Security firm Symantec said the worm appeared to be a new malware attack but was similar to the "Anna Kournikova" virus from 2001, which also carried the subject line "Here you have" (the virus tricked users into opening an e-mail message supposedly containing a picture of tennis player Anna Kournikova).
Symantec speculated that the threat -- initially named Trojan.Horse but renamed W32.Imsolk.A@mm -- originated from a botnet and seemed to be hitting "many, many companies indiscriminantly.
"Once the threat copies itself to another machine, if a user even opens the folder that contains the threat on this new machine, this will launch the threat and cause it to spread further through both e-mail and over shared drives," the company wrote in a bulletin.

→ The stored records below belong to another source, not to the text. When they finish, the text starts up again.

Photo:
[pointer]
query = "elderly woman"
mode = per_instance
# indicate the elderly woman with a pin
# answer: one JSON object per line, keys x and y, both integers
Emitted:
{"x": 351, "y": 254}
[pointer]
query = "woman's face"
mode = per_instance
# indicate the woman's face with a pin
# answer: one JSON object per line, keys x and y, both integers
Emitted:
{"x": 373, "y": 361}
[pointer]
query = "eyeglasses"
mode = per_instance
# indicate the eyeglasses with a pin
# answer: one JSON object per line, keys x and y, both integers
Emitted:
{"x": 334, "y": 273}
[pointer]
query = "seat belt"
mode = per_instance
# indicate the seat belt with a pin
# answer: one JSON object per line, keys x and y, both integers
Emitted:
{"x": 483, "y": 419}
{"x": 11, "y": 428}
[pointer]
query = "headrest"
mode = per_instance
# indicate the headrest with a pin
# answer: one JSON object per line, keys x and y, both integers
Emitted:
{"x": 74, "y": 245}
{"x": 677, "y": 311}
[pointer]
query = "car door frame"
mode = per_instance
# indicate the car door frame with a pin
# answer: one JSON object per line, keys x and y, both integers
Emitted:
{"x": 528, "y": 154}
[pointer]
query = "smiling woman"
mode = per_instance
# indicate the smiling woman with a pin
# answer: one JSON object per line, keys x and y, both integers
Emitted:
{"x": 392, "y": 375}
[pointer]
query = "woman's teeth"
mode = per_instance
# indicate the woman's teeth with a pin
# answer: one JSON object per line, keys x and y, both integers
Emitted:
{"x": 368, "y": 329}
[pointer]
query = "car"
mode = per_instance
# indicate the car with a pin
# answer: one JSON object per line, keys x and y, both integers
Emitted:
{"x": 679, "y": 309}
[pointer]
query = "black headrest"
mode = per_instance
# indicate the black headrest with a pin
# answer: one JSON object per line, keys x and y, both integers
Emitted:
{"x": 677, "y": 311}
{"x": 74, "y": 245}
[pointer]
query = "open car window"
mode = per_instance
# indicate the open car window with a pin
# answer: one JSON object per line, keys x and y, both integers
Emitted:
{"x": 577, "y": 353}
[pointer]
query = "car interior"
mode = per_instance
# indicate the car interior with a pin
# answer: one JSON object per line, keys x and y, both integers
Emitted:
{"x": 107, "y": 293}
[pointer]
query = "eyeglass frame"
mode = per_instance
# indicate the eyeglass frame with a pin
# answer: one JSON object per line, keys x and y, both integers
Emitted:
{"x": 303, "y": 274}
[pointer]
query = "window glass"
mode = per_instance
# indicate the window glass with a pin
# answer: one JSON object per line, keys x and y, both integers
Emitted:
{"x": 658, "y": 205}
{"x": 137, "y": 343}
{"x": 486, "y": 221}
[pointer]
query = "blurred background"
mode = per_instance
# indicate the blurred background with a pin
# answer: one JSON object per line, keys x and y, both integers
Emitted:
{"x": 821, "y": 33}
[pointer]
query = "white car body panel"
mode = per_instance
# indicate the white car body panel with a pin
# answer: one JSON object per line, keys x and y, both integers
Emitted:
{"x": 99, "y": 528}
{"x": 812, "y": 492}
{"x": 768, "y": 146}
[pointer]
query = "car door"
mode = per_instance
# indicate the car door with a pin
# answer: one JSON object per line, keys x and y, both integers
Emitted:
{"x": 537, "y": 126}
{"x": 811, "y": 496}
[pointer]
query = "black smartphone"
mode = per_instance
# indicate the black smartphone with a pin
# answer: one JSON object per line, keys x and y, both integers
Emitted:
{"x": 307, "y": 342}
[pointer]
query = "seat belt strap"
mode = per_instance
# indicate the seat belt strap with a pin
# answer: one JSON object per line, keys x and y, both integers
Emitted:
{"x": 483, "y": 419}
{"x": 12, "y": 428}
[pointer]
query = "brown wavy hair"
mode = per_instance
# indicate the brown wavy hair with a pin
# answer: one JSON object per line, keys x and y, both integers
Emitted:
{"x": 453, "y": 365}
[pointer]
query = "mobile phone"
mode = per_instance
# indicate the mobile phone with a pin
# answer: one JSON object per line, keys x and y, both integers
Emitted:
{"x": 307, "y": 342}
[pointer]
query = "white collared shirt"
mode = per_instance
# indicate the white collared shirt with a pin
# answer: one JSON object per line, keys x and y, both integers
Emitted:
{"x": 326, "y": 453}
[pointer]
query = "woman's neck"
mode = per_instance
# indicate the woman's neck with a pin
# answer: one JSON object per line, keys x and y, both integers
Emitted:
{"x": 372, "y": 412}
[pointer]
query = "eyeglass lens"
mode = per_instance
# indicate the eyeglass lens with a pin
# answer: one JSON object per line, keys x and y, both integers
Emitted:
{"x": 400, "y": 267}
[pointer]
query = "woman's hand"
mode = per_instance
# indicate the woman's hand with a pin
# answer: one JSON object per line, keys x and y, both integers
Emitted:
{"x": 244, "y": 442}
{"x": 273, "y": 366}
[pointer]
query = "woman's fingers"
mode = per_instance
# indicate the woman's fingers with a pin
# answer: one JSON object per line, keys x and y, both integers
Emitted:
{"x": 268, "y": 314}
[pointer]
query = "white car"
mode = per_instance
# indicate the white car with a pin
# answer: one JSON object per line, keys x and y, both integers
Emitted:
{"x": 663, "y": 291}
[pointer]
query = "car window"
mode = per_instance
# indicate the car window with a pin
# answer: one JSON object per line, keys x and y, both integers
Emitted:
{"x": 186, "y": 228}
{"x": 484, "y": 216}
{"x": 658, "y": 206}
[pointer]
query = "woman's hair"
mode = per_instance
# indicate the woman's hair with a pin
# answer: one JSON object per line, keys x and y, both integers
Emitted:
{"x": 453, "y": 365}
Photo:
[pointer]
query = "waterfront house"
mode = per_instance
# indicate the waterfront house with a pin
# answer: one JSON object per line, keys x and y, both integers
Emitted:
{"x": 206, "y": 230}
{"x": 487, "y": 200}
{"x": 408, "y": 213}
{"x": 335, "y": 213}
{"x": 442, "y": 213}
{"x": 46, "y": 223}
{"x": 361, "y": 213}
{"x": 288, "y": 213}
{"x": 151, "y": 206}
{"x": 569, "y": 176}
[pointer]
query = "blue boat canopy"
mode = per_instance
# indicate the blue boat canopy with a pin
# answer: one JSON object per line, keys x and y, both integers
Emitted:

Department of Homeland Security officials have looked into the origin of virus, along with the U.S. Computer Emergency Readiness Team and Department of Homeland Security National Cyber Security Division.
A Homeland Security official said that several federal departments and agencies were experiencing the virus, although the official would only confirm NASA.
"US-CERT has received multiple reports from a number of federal agencies and private sector entities experiencing an e-mail worm," said Homeland Security press secretary Amy Kudwa in a statement.
A spokesman for the Florida Department of Transportation said Thursday that e-mail had been taken down at the agency because of the spam attack. He said six other agencies in Florida had also been hit by the virus.While the Trojan hindered communications, it hadn't had a major impact on operations, he said.
Last Tuesday Adobe systems advised computer security experts that there were vulnerabilities in the Adobe reader software, noting that hackers were looking to actively exploit a recently detected vulnerability. This could explain why the e-mail was being sent in a .pdf format.
ABC News' Jason Ryan, Marisa Bramwell, Lee Ferran and Sidney Wright contributed to this report.